# Nissan sentra Ex saloon 93



## levytar (Aug 6, 2005)

Please i need some help, how i can to know if my Nissan sentra B13 93 is a real Ex Sallon???? because the inside of my car looks like Exsallon, but i dont know taht kind of motor, drive wheel and valvles is used in my car.

i dont find any specification of this, somebody can help me???


----------



## Kindfiend (Oct 13, 2004)

levytar said:


> Please i need some help, how i can to know if my Nissan sentra B13 93 is a real Ex Sallon???? because the inside of my car looks like Exsallon, but i dont know taht kind of motor, drive wheel and valvles is used in my car.
> 
> i dont find any specification of this, somebody can help me???

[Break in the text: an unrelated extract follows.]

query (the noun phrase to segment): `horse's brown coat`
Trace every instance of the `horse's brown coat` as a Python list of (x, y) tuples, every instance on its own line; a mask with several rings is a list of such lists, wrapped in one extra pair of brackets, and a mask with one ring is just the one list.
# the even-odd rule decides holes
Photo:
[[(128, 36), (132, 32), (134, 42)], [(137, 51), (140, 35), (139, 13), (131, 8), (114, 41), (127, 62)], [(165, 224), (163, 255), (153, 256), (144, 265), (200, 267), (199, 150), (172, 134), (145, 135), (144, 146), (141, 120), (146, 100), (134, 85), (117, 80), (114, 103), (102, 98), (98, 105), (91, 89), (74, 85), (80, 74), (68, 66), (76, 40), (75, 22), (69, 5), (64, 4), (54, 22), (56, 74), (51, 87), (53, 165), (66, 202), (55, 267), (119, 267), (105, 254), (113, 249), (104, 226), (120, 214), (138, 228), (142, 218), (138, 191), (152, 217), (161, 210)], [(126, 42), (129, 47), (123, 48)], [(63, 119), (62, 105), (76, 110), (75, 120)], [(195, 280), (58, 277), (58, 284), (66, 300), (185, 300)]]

Excellon? I'm guessing that's the word since you spell it like five different ways. There is no Sentra excellon as far as I know. You from somewhere other than the US? The B13 came in several trims, but the SE-R was the only one to come with a different engine (SR20DE).


----------



## znamya (Sep 21, 2004)

levytar said:


> Please i need some help, how i can to know if my Nissan sentra B13 93 is a real Ex Sallon???? because the inside of my car looks like Exsallon, but i dont know taht kind of motor, drive wheel and valvles is used in my car.
> 
> i dont find any specification of this, somebody can help me???

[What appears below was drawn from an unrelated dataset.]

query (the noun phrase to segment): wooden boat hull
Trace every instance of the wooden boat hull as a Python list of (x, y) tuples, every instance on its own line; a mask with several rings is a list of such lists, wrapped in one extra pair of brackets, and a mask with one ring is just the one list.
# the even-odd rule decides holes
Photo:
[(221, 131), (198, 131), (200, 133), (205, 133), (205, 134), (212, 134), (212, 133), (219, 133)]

My father had that car in my home country in 92. It is the same as sentra except for the name. The ex sallon is highest model name like GXE. My father had power windows,doors,mirrors come with it. The cheaper JX didnt have any of them.so If you have those accessories than it is exsallon, the motor is GA16de in bothe versions and other mechanical items are identical


----------